Doherty and Mann didn’t have a Black Lives Matter sign, but they ushered him inside. Then Redd did something that he says comes automatically when interacting with white people he doesn’t know.
“I was like, ‘Hey, I promise you, I’m not dangerous. Here’s my I.D.. You can Google me. I can have people vouch for me.’ I realized that was like something that black people are taught naturally to, like, make myself look less threatening.”
In the morning, he had toast from Doherty’s sourdough.

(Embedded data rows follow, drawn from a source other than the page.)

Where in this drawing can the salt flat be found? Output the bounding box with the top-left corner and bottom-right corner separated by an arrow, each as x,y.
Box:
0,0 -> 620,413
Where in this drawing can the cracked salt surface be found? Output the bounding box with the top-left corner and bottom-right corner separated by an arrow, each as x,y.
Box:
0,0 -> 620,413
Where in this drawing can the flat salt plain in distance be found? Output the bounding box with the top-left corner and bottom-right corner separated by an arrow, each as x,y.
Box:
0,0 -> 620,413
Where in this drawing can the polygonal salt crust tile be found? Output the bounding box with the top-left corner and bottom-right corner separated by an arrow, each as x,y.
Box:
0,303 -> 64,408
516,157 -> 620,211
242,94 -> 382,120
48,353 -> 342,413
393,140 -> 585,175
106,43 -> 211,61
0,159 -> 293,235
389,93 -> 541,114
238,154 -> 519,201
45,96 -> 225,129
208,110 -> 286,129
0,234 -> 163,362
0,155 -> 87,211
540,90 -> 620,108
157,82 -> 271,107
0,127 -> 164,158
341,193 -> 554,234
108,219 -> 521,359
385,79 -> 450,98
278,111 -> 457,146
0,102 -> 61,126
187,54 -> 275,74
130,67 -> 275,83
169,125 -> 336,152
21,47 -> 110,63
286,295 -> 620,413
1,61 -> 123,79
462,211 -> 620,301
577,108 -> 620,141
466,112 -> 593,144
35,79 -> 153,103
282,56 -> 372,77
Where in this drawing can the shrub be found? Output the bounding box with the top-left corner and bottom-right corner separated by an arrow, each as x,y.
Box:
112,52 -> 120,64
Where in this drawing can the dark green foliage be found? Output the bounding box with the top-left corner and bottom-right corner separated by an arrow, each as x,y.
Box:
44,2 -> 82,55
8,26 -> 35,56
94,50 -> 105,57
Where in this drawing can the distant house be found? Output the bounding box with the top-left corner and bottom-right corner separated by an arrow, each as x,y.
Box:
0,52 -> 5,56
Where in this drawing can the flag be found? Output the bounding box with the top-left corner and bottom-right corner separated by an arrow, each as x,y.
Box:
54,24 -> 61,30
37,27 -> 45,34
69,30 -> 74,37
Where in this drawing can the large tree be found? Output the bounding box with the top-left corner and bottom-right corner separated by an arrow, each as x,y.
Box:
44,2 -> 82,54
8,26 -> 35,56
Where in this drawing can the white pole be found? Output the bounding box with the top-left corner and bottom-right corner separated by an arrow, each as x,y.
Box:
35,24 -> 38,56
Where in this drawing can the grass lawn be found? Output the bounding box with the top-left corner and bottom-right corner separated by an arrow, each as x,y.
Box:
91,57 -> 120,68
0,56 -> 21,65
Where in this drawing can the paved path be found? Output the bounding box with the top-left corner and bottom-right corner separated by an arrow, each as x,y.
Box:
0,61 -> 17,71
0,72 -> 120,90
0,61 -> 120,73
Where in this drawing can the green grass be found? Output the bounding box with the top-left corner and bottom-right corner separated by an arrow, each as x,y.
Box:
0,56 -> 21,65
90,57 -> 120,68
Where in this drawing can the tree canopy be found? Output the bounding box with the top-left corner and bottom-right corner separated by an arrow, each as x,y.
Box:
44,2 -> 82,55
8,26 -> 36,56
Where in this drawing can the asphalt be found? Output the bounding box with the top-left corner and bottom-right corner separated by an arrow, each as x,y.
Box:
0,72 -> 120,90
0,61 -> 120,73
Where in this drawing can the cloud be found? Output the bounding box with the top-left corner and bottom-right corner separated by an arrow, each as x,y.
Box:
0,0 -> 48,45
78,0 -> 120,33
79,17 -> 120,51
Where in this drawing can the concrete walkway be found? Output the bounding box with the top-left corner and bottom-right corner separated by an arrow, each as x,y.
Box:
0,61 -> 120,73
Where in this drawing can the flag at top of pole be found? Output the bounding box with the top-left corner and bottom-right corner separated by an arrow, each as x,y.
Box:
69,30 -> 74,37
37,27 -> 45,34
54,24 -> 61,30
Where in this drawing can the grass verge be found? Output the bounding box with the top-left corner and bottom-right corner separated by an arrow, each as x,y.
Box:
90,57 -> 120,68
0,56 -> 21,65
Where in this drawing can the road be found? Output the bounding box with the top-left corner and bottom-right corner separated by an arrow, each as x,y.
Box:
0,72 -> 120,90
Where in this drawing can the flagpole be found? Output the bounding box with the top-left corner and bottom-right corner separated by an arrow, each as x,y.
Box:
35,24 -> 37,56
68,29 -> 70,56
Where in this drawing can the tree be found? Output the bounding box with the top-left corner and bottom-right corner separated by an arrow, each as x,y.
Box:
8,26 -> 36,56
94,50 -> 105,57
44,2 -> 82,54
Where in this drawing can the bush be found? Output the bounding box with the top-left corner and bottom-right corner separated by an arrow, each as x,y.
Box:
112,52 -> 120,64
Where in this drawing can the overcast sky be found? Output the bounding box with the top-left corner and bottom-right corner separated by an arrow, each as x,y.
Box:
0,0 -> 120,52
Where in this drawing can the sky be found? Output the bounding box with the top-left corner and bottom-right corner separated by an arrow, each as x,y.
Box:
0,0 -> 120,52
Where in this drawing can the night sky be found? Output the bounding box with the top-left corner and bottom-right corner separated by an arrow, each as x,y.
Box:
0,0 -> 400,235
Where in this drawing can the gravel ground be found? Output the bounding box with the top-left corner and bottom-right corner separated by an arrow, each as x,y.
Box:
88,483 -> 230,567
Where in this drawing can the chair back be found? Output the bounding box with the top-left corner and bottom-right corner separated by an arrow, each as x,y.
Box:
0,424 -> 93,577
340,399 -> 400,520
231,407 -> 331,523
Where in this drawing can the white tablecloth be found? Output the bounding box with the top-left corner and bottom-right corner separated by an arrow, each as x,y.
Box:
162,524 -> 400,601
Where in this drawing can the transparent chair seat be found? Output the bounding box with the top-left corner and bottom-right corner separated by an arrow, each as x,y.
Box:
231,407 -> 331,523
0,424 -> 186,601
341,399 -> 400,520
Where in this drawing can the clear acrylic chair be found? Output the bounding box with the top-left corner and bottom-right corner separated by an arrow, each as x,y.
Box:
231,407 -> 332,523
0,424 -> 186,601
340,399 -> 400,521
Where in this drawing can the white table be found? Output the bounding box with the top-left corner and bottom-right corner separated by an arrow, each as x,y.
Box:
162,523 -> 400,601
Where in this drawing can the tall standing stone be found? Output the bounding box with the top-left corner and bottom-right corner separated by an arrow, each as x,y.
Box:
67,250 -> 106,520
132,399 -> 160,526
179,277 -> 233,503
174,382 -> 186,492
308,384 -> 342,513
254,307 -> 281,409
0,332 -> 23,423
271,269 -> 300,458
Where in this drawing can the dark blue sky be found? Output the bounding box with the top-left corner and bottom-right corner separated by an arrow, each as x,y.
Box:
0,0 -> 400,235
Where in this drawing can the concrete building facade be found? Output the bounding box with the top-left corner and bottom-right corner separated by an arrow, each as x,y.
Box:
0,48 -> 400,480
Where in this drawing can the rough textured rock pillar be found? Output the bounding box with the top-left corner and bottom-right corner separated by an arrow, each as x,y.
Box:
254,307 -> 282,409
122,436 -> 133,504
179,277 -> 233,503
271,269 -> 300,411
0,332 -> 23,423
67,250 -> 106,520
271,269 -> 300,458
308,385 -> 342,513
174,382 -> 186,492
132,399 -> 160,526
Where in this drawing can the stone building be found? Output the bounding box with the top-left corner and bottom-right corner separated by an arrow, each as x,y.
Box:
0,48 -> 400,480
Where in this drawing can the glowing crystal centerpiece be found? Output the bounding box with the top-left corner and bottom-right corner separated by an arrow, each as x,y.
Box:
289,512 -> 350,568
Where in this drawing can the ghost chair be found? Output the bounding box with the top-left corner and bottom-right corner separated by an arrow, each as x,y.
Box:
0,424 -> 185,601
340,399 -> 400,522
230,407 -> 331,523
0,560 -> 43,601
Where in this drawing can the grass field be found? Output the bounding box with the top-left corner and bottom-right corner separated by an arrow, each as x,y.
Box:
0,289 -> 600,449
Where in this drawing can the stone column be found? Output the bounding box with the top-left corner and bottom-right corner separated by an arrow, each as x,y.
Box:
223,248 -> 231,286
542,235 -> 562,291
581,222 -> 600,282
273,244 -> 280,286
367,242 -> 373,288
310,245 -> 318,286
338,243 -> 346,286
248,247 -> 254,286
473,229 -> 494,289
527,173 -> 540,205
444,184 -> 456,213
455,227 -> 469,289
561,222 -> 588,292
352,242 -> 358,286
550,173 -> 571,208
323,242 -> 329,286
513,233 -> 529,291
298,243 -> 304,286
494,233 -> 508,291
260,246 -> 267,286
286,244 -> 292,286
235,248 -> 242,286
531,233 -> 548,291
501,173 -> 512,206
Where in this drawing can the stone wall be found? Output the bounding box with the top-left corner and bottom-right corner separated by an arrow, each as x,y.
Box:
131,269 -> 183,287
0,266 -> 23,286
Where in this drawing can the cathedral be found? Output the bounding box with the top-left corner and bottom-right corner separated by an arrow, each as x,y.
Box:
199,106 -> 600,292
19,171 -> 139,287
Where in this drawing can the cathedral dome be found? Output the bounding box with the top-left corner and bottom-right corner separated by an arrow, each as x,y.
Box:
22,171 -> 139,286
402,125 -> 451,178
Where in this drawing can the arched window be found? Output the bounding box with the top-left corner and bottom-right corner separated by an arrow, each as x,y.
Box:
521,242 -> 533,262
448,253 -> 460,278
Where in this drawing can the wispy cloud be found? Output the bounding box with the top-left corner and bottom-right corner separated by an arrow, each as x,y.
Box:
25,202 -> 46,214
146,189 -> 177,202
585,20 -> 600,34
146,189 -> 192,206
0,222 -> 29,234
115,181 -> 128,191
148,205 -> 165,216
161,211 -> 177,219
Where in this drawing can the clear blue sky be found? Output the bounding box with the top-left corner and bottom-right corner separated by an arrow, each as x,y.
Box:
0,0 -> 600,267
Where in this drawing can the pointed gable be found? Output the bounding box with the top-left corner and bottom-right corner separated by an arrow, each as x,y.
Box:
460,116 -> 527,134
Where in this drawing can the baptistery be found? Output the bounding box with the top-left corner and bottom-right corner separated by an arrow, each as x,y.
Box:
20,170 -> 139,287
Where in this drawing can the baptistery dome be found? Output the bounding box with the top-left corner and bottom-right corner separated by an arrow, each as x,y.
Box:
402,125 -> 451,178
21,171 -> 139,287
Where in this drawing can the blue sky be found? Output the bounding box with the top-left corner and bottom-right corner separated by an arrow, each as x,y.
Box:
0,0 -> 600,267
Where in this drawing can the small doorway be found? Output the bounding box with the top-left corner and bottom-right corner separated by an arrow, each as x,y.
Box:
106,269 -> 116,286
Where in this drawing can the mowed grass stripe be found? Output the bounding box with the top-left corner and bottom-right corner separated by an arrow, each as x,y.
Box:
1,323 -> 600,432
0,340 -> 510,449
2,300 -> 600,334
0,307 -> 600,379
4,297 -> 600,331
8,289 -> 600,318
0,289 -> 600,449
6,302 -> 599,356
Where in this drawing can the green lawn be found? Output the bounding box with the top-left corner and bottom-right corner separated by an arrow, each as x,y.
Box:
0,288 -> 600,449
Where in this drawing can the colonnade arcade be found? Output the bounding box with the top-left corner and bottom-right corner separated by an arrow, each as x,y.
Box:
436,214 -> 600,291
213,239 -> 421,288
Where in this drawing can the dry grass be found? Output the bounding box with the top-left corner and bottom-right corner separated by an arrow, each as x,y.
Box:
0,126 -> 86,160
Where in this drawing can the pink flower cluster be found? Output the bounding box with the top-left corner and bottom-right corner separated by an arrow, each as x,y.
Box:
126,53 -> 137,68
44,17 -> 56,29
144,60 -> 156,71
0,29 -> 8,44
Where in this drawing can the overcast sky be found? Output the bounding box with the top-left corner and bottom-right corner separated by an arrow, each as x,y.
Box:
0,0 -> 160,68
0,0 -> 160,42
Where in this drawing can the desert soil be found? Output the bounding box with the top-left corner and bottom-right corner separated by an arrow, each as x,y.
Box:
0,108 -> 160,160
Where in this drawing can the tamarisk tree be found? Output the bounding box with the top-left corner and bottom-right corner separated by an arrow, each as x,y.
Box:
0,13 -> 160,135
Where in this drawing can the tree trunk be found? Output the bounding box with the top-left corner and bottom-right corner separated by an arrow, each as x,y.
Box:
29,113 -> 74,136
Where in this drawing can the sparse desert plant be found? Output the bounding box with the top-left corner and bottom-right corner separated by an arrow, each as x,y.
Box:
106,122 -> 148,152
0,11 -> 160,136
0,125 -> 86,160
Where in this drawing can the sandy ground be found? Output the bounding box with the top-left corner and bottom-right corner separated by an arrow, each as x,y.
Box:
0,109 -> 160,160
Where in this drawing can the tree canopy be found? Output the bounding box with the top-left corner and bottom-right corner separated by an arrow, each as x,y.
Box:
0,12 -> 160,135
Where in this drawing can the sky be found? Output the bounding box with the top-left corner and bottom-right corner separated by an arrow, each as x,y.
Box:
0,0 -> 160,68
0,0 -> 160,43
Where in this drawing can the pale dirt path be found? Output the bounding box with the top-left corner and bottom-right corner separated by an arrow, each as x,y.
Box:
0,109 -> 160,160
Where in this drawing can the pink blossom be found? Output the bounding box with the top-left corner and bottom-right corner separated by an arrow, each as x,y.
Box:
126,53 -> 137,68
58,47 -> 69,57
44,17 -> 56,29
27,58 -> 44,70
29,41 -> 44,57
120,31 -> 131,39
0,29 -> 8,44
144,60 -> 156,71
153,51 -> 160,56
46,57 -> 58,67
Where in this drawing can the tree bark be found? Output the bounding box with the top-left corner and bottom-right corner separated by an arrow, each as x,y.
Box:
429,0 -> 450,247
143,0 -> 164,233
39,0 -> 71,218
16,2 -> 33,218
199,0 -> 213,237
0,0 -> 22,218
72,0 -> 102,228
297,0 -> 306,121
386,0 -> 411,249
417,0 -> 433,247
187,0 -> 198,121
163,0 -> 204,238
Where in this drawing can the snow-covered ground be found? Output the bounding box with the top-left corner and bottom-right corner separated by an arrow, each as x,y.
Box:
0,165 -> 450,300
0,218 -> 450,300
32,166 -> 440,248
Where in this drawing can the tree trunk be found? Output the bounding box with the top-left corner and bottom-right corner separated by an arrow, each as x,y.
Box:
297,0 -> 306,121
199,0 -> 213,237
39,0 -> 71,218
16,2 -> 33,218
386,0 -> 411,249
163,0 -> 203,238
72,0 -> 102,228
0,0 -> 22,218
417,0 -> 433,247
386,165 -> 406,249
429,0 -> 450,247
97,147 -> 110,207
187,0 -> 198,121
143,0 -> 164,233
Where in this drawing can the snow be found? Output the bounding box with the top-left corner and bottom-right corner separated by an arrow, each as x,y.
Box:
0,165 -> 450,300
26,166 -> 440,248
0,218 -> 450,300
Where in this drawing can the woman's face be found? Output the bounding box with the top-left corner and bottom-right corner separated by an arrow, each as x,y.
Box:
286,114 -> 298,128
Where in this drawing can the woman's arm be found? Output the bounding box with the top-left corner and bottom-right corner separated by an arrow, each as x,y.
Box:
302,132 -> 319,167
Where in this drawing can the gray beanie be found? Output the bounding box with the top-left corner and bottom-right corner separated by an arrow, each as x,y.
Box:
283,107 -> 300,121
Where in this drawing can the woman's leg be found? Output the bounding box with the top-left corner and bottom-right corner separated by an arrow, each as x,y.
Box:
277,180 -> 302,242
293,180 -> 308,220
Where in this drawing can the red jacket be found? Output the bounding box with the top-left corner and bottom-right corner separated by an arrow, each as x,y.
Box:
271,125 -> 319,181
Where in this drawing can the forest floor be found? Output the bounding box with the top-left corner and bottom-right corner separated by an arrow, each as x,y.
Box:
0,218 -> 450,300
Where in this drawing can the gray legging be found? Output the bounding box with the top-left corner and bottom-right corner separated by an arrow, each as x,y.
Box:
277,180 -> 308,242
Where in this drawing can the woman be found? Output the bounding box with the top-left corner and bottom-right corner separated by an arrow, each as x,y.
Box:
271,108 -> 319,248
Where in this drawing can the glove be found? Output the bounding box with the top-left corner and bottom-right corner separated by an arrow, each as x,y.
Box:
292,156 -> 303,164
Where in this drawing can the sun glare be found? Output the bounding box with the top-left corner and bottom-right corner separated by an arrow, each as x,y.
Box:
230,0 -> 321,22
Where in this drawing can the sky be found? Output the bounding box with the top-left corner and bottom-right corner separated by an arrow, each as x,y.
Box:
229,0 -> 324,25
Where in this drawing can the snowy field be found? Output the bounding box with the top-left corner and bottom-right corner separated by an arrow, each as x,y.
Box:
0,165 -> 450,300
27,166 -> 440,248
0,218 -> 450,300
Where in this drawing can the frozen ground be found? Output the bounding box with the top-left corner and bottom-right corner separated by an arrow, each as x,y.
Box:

Mann made him coffee.
“The city should honor the people of Swann Street, for their bravery and what they did, “ Redd said. “Because the people we elected, the people that we pay to ‘serve and protect’ us, did not.”
Swann Street was quiet the next morning as Dubey — running on adrenaline — recounted the rest of the night.
“That was America,” he said. “I joked, it’s a Coca-Cola commercial, you know, a Benetton commercial. Everyone’s in there and they’re talking and they’re cleaning. They’re asking me how much can they Venmo me. I mean, are you kidding me?”
Kishan Putta, a candidate running for a Ward 2 council seat in today’s election, delivered a pizza to the house, according to Dubey. Others delivered supplies.
A caravan of volunteers came in cars to collect the protesters from the alley. Once curfew lifted at 6 a.m., that’s what they did, departing in groups of three.
“Right now, I’m going to take joy that 70 people came into my life that are fierce and that are dedicated,” Dubey said. “I hope they get back out there, and I hope they stay in touch. That’s what I’ve got to think about. Maybe there’s anger that comes later today, but right now, they’re safe.”